Sponge could improve telecoms

By Richard Black, BBC science correspondent

A humble sea-sponge is showing scientists how to make better fibre-optic cables, used in modern telecommunications.

According to new research published in the journal Nature, one type of sea sponge makes fibres which have significant advantages over those produced in human factories.

Fibre-optic is the backbone of telecommunications

Fibre-optic cables are the backbone of modern telecommunications, carrying telephone and computer signals in the form of light from one side of the world to the other.

Even the best of human ingenuity cannot make these materials as well as the deep-sea sponge Euplectella, commonly known as the Venus Flower-Basket however.

Strong sponge

Joanna Aizenberg leads the team of scientists who have been studying them at Bell Laboratories near New York, and she says their main advantage is strength.
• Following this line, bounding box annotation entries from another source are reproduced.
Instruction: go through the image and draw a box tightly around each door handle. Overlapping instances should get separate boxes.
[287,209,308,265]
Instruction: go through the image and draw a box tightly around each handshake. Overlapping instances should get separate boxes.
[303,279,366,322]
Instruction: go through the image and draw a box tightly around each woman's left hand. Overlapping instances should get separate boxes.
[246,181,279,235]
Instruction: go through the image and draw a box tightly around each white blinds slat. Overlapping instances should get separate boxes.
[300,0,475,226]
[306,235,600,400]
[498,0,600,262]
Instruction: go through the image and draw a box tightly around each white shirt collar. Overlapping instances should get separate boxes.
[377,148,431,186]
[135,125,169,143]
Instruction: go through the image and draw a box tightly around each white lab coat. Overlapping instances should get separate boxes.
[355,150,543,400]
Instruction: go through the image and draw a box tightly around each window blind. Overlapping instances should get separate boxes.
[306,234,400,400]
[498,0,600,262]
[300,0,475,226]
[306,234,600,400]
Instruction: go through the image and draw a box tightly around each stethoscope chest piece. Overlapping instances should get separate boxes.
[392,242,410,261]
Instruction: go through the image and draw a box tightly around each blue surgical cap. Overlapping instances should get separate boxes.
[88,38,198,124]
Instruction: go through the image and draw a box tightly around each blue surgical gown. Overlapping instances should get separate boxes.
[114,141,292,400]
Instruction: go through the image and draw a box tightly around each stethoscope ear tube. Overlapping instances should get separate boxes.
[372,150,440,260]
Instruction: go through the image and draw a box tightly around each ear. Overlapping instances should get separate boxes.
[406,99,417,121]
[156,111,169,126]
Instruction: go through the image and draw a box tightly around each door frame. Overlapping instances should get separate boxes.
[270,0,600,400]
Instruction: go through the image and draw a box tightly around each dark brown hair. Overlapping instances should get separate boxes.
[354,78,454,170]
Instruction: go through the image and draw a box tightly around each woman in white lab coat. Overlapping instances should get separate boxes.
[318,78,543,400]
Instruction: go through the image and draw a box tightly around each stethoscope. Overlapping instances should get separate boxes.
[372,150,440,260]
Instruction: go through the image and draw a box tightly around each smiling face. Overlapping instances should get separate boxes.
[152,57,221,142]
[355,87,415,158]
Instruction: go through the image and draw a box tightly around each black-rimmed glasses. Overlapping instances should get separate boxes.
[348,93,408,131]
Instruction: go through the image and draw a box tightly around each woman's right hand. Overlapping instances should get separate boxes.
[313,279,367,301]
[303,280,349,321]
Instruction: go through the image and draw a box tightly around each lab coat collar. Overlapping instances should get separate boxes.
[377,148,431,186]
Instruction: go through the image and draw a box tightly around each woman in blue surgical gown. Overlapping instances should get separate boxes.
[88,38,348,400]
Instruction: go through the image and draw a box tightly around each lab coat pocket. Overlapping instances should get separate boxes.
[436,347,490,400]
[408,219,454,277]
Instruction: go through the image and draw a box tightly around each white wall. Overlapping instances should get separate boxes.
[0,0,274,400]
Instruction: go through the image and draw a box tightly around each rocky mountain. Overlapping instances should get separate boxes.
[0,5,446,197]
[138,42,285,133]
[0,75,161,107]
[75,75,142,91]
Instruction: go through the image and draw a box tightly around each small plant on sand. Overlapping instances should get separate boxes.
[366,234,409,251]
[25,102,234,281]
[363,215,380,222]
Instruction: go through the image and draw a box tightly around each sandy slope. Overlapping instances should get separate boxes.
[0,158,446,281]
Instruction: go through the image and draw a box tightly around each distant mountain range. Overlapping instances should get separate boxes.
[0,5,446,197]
"We can even tie a knot from these biological fibres and they don't break. While we know that in commercial fibres, the major failure mode is fracture that results from crack growth."

Nature is showing us another example of its ability to evolve optical systems that in some senses superior to man-made materials Dr Aizenberg, Bell Labs

So the sponge's fibres are stronger and they conduct light just as well. They may also show scientists the route to better manufacturing processes, because somehow the sponge makes its fibres at low temperatures, rather than the high temperatures needed in industry.

It's all the more extraordinary because the Venus Flower-Basket lives hundreds of metres down in the ocean where light is scarce.

It's thought the creature uses its fibres to transmit what light it can gather - perhaps from bio-luminescent organisms - and attract food.

Cheaper communication?

Dr Aizenberg thinks it unlikely that scientists will ever be able to grow fibres of useful length directly from the sponge.

Instead it's a case of learning its secrets, and putting them to use in industry to make cables which will be more robust, making communication more reliable and, in the long run, cheaper for us all.

"What is clear is that nature is showing us another example of its ability to evolve optical systems that are comparable and in some senses superior to man-made materials," says Dr Aizenberg.